1927. Die Tradition der Jahrestage und Jubiläen

Bereits unmittelbar nach der Oktoberumsturz bildete sich in Sowjetrußland eine feste Tradition heraus, revolutionäre Jahrestage und Jubiläen mit großem Aufwand öffentlich zu feiern.
Schon zum ersten Jahrestag des Oktoberumsturzes 1918 wurden Moskau und Petrograd mit avantgardistischen Häuserdekorationen geschmückt, auf denen revolutionäre Symbole, Kampf- und Entscheidungsszenen sowie heroische Arbeiter-, Bauern- und Soldatenfiguren dargestellt wurden. Als unverzichtbares Element der entstehenden sowjetischen Jahrestagskultur kam die Militärparade auf dem Roten Platz hinzu, die von den jeweiligen militärischen und politischen Eliten abgenommen wurde. Als zweiter, wichtiger Feiertag wurde selbstverständlich der Erste Mai begangen.
1920 stellte man mit großem Pathos und hohem organisatorischen Aufwand die Oktoberereignisse noch einmal in Form einer heroischen Massenszene nach, wobei die Inszenierung nur wenig Übereinstimmung mit den historischen Ereignissen aufwies; sie diente vor allem der Schaffung eines revolutionären Mythos, der das mediale und offizielle Bild der Oktoberrevolution selbst zu ersetzen hatte.
Triumphal beging man ebenfalls den 10. Jahrestag der Oktoberrevolution (1927). Ein eigens gegründetes Vorbereitungskomitee plante generalstabsmäßig alle Veranstaltungen, Demonstrationen und Aufmärsche; bis ins Detail wurde die Selbstinszenierung der neuen Sowjetmacht, die sich nach Jahren der Not und des Bürgerkriegs nunmehr konsolidiert hatte, festgelegt. Mit Filmen, wie z.B. "Oktober" von S. Eisenstein und G. Aleksandrov und Plakaten wurde eine medial verbindliche Sichtweise der historischen Ereignisse kreiert.
In den 30er Jahren gerieten die offiziellen Feierlichkeiten immer mehr zu Dankes- und Lobeshymnen auf den Generalsekretär der Partei Stalin; der Kult um seine Person manifestierte sich vor allem auf Demonstrationen und Aufmärschen, die in den 30ern die geeignete massenhaft wirksame Präsentationsform zu bieten schienen. Plakate waren ein obligates Element dieser Selbstdarstellungen. Stalin blickte somit nicht nur vom Leninmausoleum, sondern auch von den unzählig im Demonstrationszug mitgeführten Transparenten und von gloßflächigen Installationen an Häuserwänden auf die Menschen nieder. Der Plakatkünstler Viktor Koreckij machte diese Szene 1950 eigens zum Thema eines Plakats mit dem Titel "Der geliebte Stalin ist das Glück des Volkes".

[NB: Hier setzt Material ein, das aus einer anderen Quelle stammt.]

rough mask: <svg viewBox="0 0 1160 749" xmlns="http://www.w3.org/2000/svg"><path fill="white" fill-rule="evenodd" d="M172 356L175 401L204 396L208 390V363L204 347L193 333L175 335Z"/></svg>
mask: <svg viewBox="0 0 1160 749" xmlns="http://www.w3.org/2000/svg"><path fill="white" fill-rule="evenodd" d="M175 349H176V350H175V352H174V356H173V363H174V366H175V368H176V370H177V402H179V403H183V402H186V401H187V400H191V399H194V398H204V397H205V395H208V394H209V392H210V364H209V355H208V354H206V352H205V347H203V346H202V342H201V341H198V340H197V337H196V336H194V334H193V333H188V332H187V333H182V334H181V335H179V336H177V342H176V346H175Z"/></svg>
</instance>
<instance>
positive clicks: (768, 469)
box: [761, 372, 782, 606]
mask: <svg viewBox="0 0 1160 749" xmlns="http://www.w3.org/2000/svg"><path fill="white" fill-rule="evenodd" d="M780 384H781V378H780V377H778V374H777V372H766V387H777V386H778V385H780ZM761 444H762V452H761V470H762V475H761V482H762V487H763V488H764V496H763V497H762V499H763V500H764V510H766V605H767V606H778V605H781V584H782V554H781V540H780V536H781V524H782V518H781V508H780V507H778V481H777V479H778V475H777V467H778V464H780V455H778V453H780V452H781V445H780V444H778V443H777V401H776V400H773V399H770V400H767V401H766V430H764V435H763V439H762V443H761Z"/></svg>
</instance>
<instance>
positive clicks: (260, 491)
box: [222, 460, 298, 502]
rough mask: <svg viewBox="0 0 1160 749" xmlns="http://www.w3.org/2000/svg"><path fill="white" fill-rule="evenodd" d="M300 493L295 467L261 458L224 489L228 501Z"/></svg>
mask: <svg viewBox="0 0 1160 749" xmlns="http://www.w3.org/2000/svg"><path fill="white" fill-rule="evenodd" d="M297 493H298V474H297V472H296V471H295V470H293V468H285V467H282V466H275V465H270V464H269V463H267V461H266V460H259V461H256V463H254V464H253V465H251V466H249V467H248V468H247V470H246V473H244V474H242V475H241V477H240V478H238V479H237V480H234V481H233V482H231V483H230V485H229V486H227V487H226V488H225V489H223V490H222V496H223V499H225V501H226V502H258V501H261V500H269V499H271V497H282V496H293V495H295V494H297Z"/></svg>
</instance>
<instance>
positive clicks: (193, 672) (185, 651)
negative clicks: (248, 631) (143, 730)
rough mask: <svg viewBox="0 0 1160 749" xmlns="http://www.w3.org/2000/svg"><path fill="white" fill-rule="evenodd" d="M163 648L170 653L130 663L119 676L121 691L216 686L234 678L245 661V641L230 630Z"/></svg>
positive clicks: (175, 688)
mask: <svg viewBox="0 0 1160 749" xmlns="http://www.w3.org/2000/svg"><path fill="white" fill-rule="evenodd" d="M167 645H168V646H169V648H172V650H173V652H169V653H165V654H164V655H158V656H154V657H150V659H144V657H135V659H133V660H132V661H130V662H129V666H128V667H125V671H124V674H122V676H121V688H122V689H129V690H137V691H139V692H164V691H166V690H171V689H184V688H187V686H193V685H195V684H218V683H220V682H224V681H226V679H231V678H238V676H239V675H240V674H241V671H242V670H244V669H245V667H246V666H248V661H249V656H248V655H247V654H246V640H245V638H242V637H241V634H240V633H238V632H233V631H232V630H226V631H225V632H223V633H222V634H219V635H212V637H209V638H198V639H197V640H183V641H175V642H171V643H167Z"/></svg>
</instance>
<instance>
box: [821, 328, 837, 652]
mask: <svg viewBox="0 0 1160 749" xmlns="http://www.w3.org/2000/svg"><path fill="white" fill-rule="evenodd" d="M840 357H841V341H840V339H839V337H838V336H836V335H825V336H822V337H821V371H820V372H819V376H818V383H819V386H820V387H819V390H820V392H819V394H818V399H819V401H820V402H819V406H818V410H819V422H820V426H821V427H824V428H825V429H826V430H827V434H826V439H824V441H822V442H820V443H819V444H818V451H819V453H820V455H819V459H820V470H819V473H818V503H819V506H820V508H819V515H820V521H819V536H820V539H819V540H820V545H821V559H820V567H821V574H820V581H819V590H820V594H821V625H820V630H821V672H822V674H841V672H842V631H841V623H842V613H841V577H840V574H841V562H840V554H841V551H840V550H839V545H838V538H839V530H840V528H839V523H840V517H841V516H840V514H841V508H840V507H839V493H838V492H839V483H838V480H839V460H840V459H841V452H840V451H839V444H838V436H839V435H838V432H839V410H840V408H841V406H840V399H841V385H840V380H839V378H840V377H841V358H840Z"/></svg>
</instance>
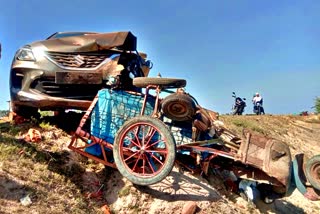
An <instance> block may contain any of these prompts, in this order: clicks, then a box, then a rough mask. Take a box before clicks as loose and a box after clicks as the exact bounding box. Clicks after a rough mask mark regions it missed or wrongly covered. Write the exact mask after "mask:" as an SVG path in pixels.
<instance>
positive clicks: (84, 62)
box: [74, 55, 86, 67]
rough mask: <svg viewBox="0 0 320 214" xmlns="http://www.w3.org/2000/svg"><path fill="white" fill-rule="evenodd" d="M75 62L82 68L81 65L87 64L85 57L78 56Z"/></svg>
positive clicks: (78, 55) (79, 55) (78, 65)
mask: <svg viewBox="0 0 320 214" xmlns="http://www.w3.org/2000/svg"><path fill="white" fill-rule="evenodd" d="M74 60H75V62H76V64H77V65H78V66H79V67H80V66H81V65H83V64H85V63H86V62H85V61H84V57H83V56H80V55H77V56H75V57H74Z"/></svg>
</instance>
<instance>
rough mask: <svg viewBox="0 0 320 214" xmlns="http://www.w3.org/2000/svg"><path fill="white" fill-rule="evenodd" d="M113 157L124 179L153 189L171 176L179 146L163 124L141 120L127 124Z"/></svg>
mask: <svg viewBox="0 0 320 214" xmlns="http://www.w3.org/2000/svg"><path fill="white" fill-rule="evenodd" d="M113 156H114V160H115V163H116V166H117V168H118V170H119V172H120V173H121V174H122V175H123V176H124V177H126V178H127V179H128V180H130V181H131V182H132V183H134V184H138V185H143V186H145V185H151V184H155V183H158V182H160V181H161V180H163V179H164V178H165V177H166V176H167V175H168V174H169V173H170V172H171V170H172V167H173V165H174V161H175V156H176V145H175V141H174V138H173V136H172V134H171V133H170V131H169V129H168V128H167V127H166V125H165V124H164V123H163V122H162V121H160V120H158V119H156V118H152V117H149V116H138V117H134V118H132V119H130V120H128V121H127V122H126V123H125V124H124V125H123V126H122V127H121V128H120V129H119V131H118V132H117V135H116V138H115V141H114V146H113Z"/></svg>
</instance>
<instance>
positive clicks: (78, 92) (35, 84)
mask: <svg viewBox="0 0 320 214" xmlns="http://www.w3.org/2000/svg"><path fill="white" fill-rule="evenodd" d="M31 88H33V89H36V90H38V91H40V92H41V93H44V94H47V95H48V96H52V97H61V98H68V99H76V100H92V99H93V98H94V97H95V95H96V94H97V92H98V90H100V89H101V85H85V86H84V85H81V84H67V85H58V84H56V83H55V80H54V78H52V79H51V78H46V79H37V80H35V81H34V82H33V83H32V85H31Z"/></svg>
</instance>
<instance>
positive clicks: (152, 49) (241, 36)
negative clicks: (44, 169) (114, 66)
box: [0, 0, 320, 114]
mask: <svg viewBox="0 0 320 214" xmlns="http://www.w3.org/2000/svg"><path fill="white" fill-rule="evenodd" d="M0 5H1V12H0V42H1V43H2V52H3V53H2V58H1V60H0V109H7V102H6V101H7V100H9V99H10V98H9V84H8V79H9V71H10V64H11V60H12V58H13V55H14V53H15V51H16V50H17V49H18V48H19V47H21V46H23V45H24V44H27V43H29V42H32V41H36V40H42V39H44V38H46V37H47V36H49V35H51V34H52V33H54V32H56V31H97V32H111V31H127V30H129V31H132V32H133V33H134V34H135V35H136V36H137V37H138V49H139V51H143V52H146V53H148V57H149V59H151V60H152V61H153V62H154V68H153V69H152V72H151V74H150V75H151V76H156V75H157V73H158V72H160V73H161V74H162V76H163V77H179V78H185V79H187V81H188V83H187V88H186V89H187V91H188V92H189V93H191V94H192V95H193V96H195V97H196V98H197V99H198V101H199V103H200V104H202V105H203V106H205V107H207V108H210V109H213V110H216V111H218V112H220V113H227V112H230V110H231V106H232V103H233V99H232V97H231V93H232V91H235V92H237V93H238V94H239V95H240V96H242V97H246V98H247V99H249V100H251V98H252V95H253V94H254V93H255V92H260V93H261V94H262V96H263V97H264V106H265V111H266V112H267V113H274V114H283V113H297V112H300V111H304V110H308V111H312V109H311V106H313V105H314V99H315V98H316V97H317V96H320V27H319V23H320V12H319V11H320V1H316V0H315V1H293V0H290V1H289V0H288V1H277V0H272V1H271V0H269V1H254V0H252V1H245V0H226V1H215V0H207V1H202V0H198V1H194V0H180V1H175V0H161V1H150V0H149V1H146V0H145V1H139V0H135V1H132V0H131V1H130V0H123V1H107V0H96V1H94V0H92V1H88V0H70V1H68V0H54V1H51V0H50V1H48V0H25V1H24V0H0ZM246 112H247V113H251V112H252V105H251V102H250V101H249V102H248V107H247V109H246Z"/></svg>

Auf Sportparaden und Jubelumzügen kam in den 30er Jahren auch die offiziell proklamierte Massenstimmung zum Ausdruck, die ganz im Einklang stand mit der Stalinschen Losung "Das Leben ist besser, das Leben ist fröhlicher geworden". Der inszenierte Optimismus wirkte als Leitorientierung im Massenbewußtsein so überzeugend nach, daß er noch Jahrzehnte danach als wichtiges Merkmal der damaligen Zeit erinnert wurde.
Ab den 50er Jahren wurden Revolutionsjubiläen und staatliche Feiertage mehr und mehr auch zum Anlaß einer militärischen Machtdemonstration ("Kalter Krieg"), die ihren Höhepunkt in den 70er Jahren fand, als Interkontinentalraketen und endlose Panzerkolonnen über den Roten Platz rollten.
In über 70 Jahren Sowjetherrschaft entwickelte sich eine politisch instrumentalisierte Tradition von Feiertagen heraus, die sich, gemessen an der vorrevolutionären religiösen Tradition, insgesamt eher bescheiden ausnahm und nach 1991 auch nahezu vollständig verschwand. Die sowjetische Plakatkultur hat diese Feiertags- und Jubiläumspraxis jedoch maßgeblich beeinflußt, denn gerade dies waren die Anlässe, zu denen Plakate in großen Auflagen produziert und verbreitet wurden.